Every evening after tea, he opens the YouTube app on his phone, and rummages through classics of Mohammad Rafi, Kishore Kumar and Lata Mangeshkar, among others. I often try to find a theme to his song collection, and have only ended up realising that it is either comical, or really lonely. From “chal akela, chal akela..” to “aage bhi jaane na tu, peeche bhi jaane na tu..”, the list is endless, but some favourites remain.
Right at the top is Mughal-e-Azam’s soundtrack. “Pyaar kiya toh darna kya” with the gorgeous Madhubala as Anarkali, challenging the Mughal throne with her public claims of royal love, still makes Dad lip sync, and often admire the pathos in Madhubala’s life. Similarly, other songs evoke trivia about singers, composers and the films of that era.
My father’s hometown is Badaun, in Western Uttar Pradesh. Of all the feathers that the city could gather in its cap, being the birthplace of legendary Indian song-writer, Shakeel Badauni, remains the most fervently mentioned. And Dad never seizes to mention that. Any song which was written by him, is often paused and Badauni Sahab’s life is discussed. Leading to Dad’s memories of Badaun, hinting on certain secrets and smiles.
Of course, my siblings and I, often show more curiosity to exaggerate on the fleeting moment of ease that Dad experiences. Laughing out loud, asking more questions, contributing our own knowledge sometimes, and making jokes on each other.

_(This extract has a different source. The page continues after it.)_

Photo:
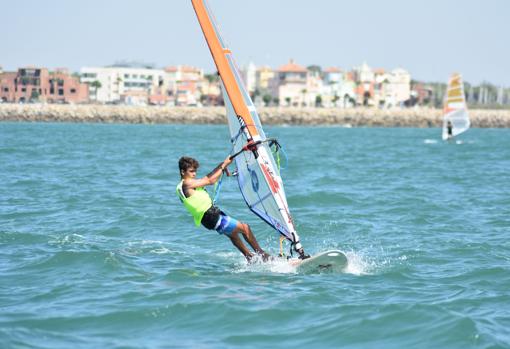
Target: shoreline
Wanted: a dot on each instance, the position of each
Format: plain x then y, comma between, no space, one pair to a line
352,117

It might not seem much, but in a day, having those good 15 minutes help Dad relax a bit. Share his knowledge, and relive the old days. He often gets his phone to the dinner table to listen those songs. We all have now learnt Dad’s favourites, and made it our own. What with my brother singing, “Ae Mohabbat Zindabad..” with full emotions and lyrics learnt by heart.
Songs help. And in 24 hours, getting those 15 minutes of positivity matter. Thanks to Madhubala and her timeless classics.
Hi, I’m Mariyam, thank you for reading my post. This is part of my series on finding positivity and decoding the ‘be positive’ attitude as my father fights through aggressive oral cancer.